Now we can just use the data in the crimCV package to run through an example of a few different types of plots. First lets load in the TO1adj data, estimate the group based model, and make our base plot.

out1 <-crimCV(TO1adj,4,dpolyp=2,init=5)

Now most effort seems to be spent on using model selection criteria to pick the number of groups, what may be called relative model comparisons. Once you pick the number of groups though, you should still be concerned with how well the model replicates the data at hand, e.g. absolute model comparisons. The graphs that follow help assess this.

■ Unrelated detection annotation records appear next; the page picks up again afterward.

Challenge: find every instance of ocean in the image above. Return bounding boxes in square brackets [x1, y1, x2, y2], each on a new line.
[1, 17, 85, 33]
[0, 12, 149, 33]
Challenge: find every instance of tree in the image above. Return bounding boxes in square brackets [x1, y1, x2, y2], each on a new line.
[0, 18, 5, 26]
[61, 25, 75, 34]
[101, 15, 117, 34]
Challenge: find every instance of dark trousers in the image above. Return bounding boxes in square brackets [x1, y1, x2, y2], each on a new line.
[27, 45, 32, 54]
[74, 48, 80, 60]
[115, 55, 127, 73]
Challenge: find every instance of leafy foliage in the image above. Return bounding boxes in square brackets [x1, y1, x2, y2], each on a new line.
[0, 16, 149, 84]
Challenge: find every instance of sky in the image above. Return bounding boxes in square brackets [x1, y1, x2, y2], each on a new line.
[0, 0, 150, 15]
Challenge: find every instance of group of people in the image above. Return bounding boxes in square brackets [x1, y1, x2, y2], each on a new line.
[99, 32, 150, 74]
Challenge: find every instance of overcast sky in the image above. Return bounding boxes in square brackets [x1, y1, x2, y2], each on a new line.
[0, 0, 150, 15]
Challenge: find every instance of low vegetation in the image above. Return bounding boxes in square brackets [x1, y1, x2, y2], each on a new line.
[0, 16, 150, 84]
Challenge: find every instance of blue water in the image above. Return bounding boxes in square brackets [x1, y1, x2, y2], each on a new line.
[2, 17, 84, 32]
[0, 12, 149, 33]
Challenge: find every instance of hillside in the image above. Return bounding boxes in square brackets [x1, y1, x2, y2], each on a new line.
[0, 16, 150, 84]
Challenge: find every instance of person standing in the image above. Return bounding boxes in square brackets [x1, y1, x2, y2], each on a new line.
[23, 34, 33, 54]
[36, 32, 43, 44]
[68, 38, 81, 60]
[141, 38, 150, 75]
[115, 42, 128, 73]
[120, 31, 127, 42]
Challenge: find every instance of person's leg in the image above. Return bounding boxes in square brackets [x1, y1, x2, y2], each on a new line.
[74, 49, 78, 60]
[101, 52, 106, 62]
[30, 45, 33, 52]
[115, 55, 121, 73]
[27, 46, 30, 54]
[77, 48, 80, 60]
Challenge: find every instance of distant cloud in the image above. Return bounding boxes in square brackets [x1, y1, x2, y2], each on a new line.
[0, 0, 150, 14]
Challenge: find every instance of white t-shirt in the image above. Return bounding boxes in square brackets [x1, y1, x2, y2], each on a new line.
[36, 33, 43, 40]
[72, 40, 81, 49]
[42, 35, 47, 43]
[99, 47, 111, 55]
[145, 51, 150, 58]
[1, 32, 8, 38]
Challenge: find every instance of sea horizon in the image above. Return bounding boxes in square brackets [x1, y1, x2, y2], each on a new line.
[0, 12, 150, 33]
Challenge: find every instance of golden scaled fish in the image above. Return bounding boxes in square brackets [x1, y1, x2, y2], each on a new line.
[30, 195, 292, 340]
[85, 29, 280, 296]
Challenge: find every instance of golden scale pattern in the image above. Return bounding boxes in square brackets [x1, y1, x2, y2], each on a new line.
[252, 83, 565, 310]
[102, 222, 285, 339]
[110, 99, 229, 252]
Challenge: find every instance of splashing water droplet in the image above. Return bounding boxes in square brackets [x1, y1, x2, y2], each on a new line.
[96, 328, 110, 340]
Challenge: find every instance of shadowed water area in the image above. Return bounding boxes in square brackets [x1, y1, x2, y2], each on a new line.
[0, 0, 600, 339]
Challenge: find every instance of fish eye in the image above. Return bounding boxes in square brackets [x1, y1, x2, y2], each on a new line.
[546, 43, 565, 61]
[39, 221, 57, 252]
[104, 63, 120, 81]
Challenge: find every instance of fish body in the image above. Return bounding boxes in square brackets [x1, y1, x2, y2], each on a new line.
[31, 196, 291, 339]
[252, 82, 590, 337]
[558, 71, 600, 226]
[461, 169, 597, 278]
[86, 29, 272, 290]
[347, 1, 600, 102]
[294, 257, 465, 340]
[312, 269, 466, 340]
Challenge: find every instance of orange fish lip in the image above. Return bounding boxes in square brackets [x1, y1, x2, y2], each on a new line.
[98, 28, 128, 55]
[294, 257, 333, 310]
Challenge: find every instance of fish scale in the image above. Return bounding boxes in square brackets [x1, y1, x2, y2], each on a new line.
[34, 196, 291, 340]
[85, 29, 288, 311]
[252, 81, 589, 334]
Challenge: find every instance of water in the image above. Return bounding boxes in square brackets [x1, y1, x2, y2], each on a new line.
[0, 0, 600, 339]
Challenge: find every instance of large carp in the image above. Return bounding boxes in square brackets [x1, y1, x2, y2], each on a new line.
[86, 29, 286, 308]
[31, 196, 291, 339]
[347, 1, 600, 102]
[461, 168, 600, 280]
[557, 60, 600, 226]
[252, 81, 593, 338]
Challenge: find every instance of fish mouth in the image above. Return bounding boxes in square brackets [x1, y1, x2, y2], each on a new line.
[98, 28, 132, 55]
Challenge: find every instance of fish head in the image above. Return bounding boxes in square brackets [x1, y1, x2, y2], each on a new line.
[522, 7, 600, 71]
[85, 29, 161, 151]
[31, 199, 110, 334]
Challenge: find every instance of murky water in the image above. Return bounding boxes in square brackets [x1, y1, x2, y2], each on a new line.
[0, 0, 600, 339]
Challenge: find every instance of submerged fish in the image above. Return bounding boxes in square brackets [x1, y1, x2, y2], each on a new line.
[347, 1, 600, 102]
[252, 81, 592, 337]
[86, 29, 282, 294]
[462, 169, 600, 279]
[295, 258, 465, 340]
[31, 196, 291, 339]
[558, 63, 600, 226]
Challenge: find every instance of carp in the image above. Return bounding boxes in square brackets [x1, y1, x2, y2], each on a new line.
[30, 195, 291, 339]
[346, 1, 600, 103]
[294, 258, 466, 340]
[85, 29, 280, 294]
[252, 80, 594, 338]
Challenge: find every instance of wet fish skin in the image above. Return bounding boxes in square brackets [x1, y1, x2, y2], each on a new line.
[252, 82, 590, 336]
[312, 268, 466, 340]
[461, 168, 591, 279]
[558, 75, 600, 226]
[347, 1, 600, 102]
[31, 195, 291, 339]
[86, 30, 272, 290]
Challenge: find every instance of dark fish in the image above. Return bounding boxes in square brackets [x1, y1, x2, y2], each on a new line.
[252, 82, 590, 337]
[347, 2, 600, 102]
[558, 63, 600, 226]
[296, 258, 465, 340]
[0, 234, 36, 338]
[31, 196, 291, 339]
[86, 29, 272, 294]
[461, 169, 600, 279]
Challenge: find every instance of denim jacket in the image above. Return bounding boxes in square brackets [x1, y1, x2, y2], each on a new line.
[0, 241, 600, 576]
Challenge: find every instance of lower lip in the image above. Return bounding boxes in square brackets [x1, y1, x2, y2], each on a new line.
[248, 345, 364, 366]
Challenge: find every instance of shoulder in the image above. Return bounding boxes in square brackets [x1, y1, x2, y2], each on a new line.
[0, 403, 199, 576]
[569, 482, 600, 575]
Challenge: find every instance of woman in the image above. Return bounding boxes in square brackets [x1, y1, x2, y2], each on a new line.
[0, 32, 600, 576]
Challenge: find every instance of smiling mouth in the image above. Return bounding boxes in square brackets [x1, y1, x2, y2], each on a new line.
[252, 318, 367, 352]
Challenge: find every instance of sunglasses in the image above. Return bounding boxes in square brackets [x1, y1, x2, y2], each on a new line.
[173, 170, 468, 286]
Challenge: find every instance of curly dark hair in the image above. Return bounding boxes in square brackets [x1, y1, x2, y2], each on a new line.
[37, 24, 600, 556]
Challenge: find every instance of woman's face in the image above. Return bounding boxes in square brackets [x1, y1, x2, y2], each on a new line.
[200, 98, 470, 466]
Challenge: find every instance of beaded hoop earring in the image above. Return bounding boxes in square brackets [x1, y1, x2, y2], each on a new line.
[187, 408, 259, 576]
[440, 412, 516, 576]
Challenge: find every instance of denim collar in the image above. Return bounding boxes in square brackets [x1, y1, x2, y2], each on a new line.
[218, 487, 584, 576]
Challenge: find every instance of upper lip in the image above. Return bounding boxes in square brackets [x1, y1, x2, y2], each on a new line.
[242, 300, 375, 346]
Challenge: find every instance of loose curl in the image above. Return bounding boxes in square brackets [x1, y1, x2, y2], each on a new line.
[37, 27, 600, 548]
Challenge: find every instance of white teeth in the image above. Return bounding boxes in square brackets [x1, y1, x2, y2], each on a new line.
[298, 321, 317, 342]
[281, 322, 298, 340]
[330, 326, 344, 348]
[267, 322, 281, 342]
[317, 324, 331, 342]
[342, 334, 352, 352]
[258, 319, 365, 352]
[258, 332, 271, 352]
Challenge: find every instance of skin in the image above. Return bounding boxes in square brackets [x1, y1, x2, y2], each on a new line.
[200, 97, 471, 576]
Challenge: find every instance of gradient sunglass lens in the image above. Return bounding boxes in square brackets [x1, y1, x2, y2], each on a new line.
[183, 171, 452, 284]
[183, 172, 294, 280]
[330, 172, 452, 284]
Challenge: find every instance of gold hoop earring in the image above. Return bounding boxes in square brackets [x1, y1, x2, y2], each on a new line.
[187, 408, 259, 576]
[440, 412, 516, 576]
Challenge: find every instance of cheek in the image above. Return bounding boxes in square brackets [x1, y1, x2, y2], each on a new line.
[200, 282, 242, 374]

First we will use our helper functions to make three new objects. The first function, long_traj, takes the original model object, out1, as well as the original matrix data used to estimate the model, TO1adj. The second function, weighted_means, takes the original model object and then the newly created long_data longD. The third function, pred_means, just takes the model output and generates a data frame in wide format for plotting (it is the same underlying code for plotting the model).

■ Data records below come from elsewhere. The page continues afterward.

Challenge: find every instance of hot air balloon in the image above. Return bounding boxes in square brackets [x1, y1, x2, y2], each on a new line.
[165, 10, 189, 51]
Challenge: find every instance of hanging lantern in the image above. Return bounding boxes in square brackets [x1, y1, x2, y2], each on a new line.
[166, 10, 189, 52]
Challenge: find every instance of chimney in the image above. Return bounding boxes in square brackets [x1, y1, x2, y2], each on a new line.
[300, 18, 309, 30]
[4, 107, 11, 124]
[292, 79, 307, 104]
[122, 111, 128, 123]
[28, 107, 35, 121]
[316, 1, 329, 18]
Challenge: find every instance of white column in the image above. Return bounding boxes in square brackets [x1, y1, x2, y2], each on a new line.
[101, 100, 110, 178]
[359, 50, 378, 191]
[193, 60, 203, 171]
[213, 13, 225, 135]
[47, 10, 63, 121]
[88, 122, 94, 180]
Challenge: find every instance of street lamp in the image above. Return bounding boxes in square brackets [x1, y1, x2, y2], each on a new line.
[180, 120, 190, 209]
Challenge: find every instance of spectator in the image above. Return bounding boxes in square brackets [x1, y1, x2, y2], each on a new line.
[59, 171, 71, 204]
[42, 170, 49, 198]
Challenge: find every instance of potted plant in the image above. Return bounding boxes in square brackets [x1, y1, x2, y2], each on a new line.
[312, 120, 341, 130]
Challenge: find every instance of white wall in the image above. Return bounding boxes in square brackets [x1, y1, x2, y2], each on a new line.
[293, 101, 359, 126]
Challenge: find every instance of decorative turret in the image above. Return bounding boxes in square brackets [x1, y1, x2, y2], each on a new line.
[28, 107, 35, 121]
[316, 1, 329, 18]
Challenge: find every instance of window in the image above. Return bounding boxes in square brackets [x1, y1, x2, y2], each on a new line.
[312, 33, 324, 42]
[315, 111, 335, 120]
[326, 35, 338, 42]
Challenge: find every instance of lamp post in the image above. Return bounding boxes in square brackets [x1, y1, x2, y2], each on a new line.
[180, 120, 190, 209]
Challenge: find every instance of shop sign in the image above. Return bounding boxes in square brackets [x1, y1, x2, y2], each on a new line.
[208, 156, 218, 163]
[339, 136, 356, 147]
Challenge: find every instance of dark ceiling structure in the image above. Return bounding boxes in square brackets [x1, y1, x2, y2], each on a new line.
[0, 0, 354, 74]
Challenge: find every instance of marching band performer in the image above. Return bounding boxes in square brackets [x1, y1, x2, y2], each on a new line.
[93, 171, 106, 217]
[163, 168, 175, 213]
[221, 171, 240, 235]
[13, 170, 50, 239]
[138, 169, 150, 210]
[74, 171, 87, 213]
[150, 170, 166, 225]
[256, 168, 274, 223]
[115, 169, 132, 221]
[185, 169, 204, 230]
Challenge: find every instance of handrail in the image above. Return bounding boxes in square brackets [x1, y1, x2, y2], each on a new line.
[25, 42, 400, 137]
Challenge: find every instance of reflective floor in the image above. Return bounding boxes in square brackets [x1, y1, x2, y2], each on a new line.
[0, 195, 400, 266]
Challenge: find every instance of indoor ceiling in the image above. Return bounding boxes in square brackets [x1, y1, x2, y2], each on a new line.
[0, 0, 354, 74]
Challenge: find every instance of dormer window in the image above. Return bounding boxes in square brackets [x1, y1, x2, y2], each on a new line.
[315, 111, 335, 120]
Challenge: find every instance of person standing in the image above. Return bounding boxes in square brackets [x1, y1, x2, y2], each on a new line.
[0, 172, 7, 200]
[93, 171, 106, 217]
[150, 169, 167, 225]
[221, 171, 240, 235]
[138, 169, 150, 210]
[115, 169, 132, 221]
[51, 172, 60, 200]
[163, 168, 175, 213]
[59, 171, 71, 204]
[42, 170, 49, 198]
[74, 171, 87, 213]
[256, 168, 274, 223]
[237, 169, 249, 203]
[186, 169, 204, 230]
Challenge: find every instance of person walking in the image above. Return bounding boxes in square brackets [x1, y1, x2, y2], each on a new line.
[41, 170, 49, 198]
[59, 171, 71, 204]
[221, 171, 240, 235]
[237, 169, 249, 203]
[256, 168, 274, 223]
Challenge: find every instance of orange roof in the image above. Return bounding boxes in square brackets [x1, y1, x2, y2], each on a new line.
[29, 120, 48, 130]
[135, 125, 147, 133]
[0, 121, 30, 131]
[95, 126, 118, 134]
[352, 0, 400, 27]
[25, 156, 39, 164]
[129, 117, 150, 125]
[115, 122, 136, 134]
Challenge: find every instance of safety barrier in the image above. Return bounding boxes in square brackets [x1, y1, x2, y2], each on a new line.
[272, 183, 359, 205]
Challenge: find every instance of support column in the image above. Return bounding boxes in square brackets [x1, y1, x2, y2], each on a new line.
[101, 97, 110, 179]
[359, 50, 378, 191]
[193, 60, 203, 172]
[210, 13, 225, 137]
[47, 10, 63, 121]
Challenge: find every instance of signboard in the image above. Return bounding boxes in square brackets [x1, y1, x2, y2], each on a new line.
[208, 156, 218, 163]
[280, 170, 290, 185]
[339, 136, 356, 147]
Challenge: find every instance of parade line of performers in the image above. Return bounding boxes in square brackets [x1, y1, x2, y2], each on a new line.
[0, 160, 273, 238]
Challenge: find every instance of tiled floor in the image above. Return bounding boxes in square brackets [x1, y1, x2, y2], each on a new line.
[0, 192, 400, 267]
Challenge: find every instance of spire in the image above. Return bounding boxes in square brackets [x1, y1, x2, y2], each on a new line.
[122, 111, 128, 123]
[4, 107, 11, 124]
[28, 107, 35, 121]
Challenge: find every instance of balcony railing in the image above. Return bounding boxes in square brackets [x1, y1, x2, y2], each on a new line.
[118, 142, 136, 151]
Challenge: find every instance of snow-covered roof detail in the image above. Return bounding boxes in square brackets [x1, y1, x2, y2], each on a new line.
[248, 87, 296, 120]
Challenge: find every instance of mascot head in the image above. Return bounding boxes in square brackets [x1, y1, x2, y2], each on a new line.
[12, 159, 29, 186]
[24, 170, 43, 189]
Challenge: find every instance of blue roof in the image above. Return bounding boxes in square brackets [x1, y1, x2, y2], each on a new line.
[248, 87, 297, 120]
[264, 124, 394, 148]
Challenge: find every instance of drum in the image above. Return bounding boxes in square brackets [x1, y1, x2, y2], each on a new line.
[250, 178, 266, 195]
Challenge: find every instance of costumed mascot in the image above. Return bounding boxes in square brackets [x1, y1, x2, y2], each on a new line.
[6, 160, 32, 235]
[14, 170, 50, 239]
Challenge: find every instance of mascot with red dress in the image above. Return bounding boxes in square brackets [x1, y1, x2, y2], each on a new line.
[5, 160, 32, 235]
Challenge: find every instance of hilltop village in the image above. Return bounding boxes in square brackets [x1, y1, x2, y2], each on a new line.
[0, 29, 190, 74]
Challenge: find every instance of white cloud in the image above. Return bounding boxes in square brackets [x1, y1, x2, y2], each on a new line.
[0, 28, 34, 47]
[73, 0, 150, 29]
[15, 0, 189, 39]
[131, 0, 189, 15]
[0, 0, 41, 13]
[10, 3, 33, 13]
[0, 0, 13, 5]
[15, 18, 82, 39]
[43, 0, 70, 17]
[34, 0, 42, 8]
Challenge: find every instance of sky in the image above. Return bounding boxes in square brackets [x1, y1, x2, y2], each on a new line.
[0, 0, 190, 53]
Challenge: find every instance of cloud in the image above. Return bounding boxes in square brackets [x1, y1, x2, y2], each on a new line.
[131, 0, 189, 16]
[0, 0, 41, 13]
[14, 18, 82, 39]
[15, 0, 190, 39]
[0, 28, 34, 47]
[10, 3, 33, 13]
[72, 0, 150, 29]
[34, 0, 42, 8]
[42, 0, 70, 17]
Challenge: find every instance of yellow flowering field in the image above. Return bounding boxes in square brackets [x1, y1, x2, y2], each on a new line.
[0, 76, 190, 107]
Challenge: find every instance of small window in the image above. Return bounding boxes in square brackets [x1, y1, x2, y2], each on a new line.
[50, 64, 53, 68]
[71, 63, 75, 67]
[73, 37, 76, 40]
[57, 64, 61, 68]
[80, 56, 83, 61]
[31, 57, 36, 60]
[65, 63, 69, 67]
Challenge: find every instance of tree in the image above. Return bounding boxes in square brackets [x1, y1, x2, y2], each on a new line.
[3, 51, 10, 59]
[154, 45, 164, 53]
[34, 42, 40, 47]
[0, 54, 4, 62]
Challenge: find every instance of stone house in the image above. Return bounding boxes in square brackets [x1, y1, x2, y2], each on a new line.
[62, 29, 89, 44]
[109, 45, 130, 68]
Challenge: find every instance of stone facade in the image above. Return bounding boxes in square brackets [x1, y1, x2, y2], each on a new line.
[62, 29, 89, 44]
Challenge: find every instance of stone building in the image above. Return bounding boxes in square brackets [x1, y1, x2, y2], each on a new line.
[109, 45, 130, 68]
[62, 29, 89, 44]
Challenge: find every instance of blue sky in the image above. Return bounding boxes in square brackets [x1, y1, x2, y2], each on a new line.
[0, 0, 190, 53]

longD <- long_traj(model=out1,data=TO1adj)
x <- weighted_means(model=out1,long_data=longD)
pred <- pred_means(model=out1)

We can subsequently use the long data longD to plot the individual trajectories faceted by their assigned groups. I have an answer on cross validated that shows how effective this small multiple design idea can be to help disentangle complicated plots.

#plot of individual trajectories in small multiples by group
p <- ggplot(data=longD, aes(x=x,y=y,group=Ord)) + geom_line(alpha = 0.1) + facet_wrap(~GMax)

Plotting the individual trajectories can show how well they fit the predicted model, as well as if there are any outliers. You could get more fancy with jittering (helpful since there is so much overlap in the low counts) but just plotting with a high transparency helps quite abit. This second graph plots the predicted means along with the weighted means. What the weighted_means function does is use the posterior probabilities of groups, and then calculates the observed group averages per time point using the posterior probabilities as the weights.

#plot of predicted values + weighted means
p2 <- ggplot() + geom_line(data=pred, aes(x=x,y=pred_mean,col=as.factor(Group))) + 
                 geom_line(data=x, aes(x=x,y=w_mean,col=as.factor(Group))) + 
                geom_point(data=x, aes(x=x,y=w_mean,col=as.factor(Group)))

Here you can see that the estimated trajectories are not a very good fit to the data. Pretty much eash series has a peak before the predicted curve, and all of the series except for 2 don’t look like very good candidates for polynomial curves.

It ends up that often the weighted means are very nearly equivalent to the unweighted means (just aggregating means based on the classified group). In this example the predicted values are a colored line, the weighted means are a colored line with superimposed points, and the non-weighted means are just a black line.

#predictions, weighted means, and non-weighted means
nonw_means <- aggregate(longD$y,by=list(Group=longD$GMax,x=longD$x),FUN="mean")
names(nonw_means)[3] <- "y"

p3 <- p2 + geom_line(data=nonw_means, aes(x=x,y=y), col='black') + facet_wrap(~Group)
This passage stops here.